National University of Singapore

Department of Industrial Systems Engineering & Management

BEng(ISE) Final Year Project (2015/2016)

An Aggregated Decision Making Aid in Personal Investment Analysis

Ai Yue

Abstract

This paper studies the application of various Multiple Criteria Decision Analysis (MCDA) tools in personal investment decision making and provides an explicit case study based on Chinese fund market.

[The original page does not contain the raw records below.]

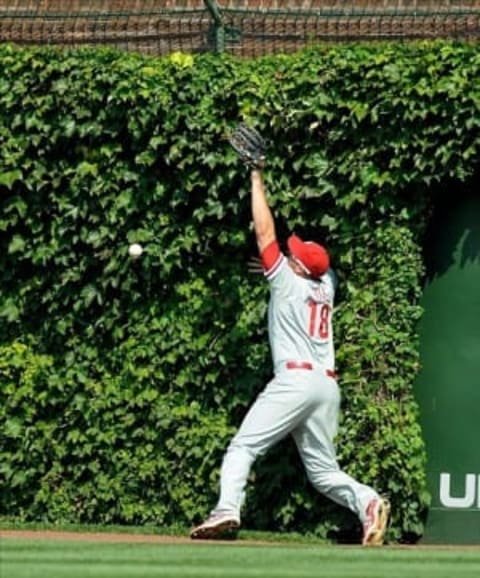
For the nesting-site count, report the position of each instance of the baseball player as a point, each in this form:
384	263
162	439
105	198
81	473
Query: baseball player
303	397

This paper extends the traditional risk and return 2-criteria optimization model to address different preference of individuals. For return, instead of using a single mathematical representation of return, the following 3 sub-criteria related to return are considered: 6-month return, 24-month return, and dividend payout rate. There 3 subcriteria address different individual preferences over either short term or long term, and over either cash flow or book value gain. Similarly, for risk, the following 3 subcriteria are considered: volatility, down-side risk measured by MorningStar risk rating, and the fund category risk. While volatility addressed the uncertainty of the return, the MorningStar risk rating addressed specifically the downside risk of loss. On the other side, the fund category risk addressed the inherent risk related to the fund investment style and strategy. With the 6 criteria to be considered in the decision making process, a multi-objective programming model is formulated to optimize different objectives.

A 6-step decision making procedure involving interactions between 3 parties, namely the decision maker, the decision aiding system and the expert knowledge source, is proposed in the paper. A series of MCDA tools, including AHP methods, mutli-attribute utility theory, mutli-objective programming and interactive decision making, are applied to get the satisfying decision.

A specific case study is included to illustrate the process and a comparable case study based on different decision maker profile using historical data is performed to test the effectiveness of the procedure. The result shows that the proposed procedure is able to help the decision maker to make a good decision based on his preference and the performance of the portfolio matches the decision maker’s preference.

Overall, although there are still many limitations to be addressed, this paper moved one step forward in the field of personal investment decision making using MCDA techniques and hopes to provide a convenient, easily accessible, yet useful decision making aid for individual investors in the future.